If you know your way around a computer but aren’t too familiar with the terminology or meanings of certain terms and phrases related to computer networking, then here is a newbie’s guide to help you get up to speed on what you need to know!
Types of Computer Network
There are three basic types of computer network:
- LAN – short for Local Area Network. This refers to the connection of computers at a single location such as a home or office;
- WAN – short for Wide Area Network. This refers to two or more LANs being connected to each other to create a more complex network. Connections are usually made between each site using high-speed fibre-optic broadband links or leased lines;
- VPN – short for Virtual Private Network. Business and organisations with remote or home workers would use a VPN connect to securely connect to an office LAN or WAN.
The most common types of network you will come across are LANs and sometimes VPNs. WANs are only used by large companies or organisations across different sites across the UK or around the world.
Making a Connection to the Outside World
In order for one or more computers to connect to the outside world, they would have to go through a device known as a router. If you have broadband Internet at home, then you will be using either an ADSL or cable router.
ADSL routers are used for broadband connections over standard telephone lines (from providers such as BT and Sky), whereas cable routers use fibre-optic connections from providers such as Virgin Media.
The speed with which a router connects or “syncs” to an ISP (Internet Service Provider, the company that provides you with Internet access) depends on the service you pay for, and in the case of ADSL connections, your line quality and how far away you are from your local telephone exchange.

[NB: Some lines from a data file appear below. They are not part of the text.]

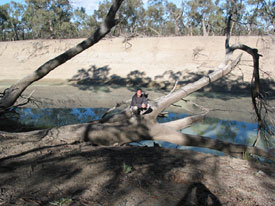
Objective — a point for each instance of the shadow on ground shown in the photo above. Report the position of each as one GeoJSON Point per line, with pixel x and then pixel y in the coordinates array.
{"type": "Point", "coordinates": [95, 78]}
{"type": "Point", "coordinates": [80, 174]}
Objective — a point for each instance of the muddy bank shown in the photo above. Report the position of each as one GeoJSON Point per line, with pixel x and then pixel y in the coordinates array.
{"type": "Point", "coordinates": [85, 175]}
{"type": "Point", "coordinates": [59, 94]}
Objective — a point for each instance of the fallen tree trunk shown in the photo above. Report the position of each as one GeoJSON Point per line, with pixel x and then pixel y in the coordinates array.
{"type": "Point", "coordinates": [124, 127]}
{"type": "Point", "coordinates": [11, 94]}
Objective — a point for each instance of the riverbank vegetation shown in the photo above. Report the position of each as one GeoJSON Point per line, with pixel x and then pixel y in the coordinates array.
{"type": "Point", "coordinates": [54, 19]}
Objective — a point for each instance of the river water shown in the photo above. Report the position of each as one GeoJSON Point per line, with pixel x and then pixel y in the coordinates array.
{"type": "Point", "coordinates": [25, 119]}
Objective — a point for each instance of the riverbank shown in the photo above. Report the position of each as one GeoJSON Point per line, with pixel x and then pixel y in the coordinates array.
{"type": "Point", "coordinates": [60, 94]}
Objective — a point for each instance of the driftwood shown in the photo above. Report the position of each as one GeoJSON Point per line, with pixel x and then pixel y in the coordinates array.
{"type": "Point", "coordinates": [124, 127]}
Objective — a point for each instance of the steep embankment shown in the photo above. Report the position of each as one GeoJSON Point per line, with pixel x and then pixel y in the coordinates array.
{"type": "Point", "coordinates": [161, 59]}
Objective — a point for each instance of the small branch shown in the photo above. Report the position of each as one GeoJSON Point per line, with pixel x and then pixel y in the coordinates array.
{"type": "Point", "coordinates": [28, 99]}
{"type": "Point", "coordinates": [175, 86]}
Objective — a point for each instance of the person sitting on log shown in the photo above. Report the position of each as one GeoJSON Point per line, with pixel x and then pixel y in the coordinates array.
{"type": "Point", "coordinates": [139, 102]}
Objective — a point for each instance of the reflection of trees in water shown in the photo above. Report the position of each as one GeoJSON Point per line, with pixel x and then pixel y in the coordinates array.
{"type": "Point", "coordinates": [24, 119]}
{"type": "Point", "coordinates": [29, 119]}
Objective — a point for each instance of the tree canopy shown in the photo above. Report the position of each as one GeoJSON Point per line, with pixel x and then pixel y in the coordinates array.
{"type": "Point", "coordinates": [53, 19]}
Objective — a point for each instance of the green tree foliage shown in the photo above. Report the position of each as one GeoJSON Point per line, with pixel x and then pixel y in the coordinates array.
{"type": "Point", "coordinates": [57, 19]}
{"type": "Point", "coordinates": [49, 18]}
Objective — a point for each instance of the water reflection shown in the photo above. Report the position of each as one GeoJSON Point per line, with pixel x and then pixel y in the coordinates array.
{"type": "Point", "coordinates": [25, 119]}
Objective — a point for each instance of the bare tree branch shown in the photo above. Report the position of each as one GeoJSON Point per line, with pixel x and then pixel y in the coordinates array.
{"type": "Point", "coordinates": [12, 94]}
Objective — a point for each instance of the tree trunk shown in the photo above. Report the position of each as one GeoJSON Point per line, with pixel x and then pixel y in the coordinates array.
{"type": "Point", "coordinates": [124, 127]}
{"type": "Point", "coordinates": [14, 92]}
{"type": "Point", "coordinates": [205, 33]}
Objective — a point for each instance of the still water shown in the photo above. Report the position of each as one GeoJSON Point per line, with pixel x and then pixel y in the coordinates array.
{"type": "Point", "coordinates": [24, 119]}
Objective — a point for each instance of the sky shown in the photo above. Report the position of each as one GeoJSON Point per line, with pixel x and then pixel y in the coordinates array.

Many routers offer Wi-Fi (wireless) as well as Ethernet (wired) connectivity, so that both desktop and mobile devices such as laptops, smartphones and tablets can access the Internet. For Ethernet connectivity, there are usually four ports on the back of the router; this means that up to four desktop computers or network devices can connect to it.
Connecting your Computers to the Outside World
Most offices, and even many homes, have more than four computers or devices that need Internet and network connectivity, so to extend the number of Ethernet ports available to them, a device called a switch is used.
You simply connect an Ethernet cable from one port on the back of the switch to a port on the back of your router, and it then you can connect more computers to your network.
Switches can be daisy-chained, and these devices range from simple desktop units to rack-mountable devices that fit inside enclosures called server racks (these are only normally found in large offices).
As you can imagine, if you have a lot of users in your office or have the need to connect a lot of computers to the network and the Internet at home, you will be using up a lot of cables.
So for the sake of neatness and quality of service, a professional network cabling services company is usually employed to set up any network cable infrastructure in a home or office with the need for several users.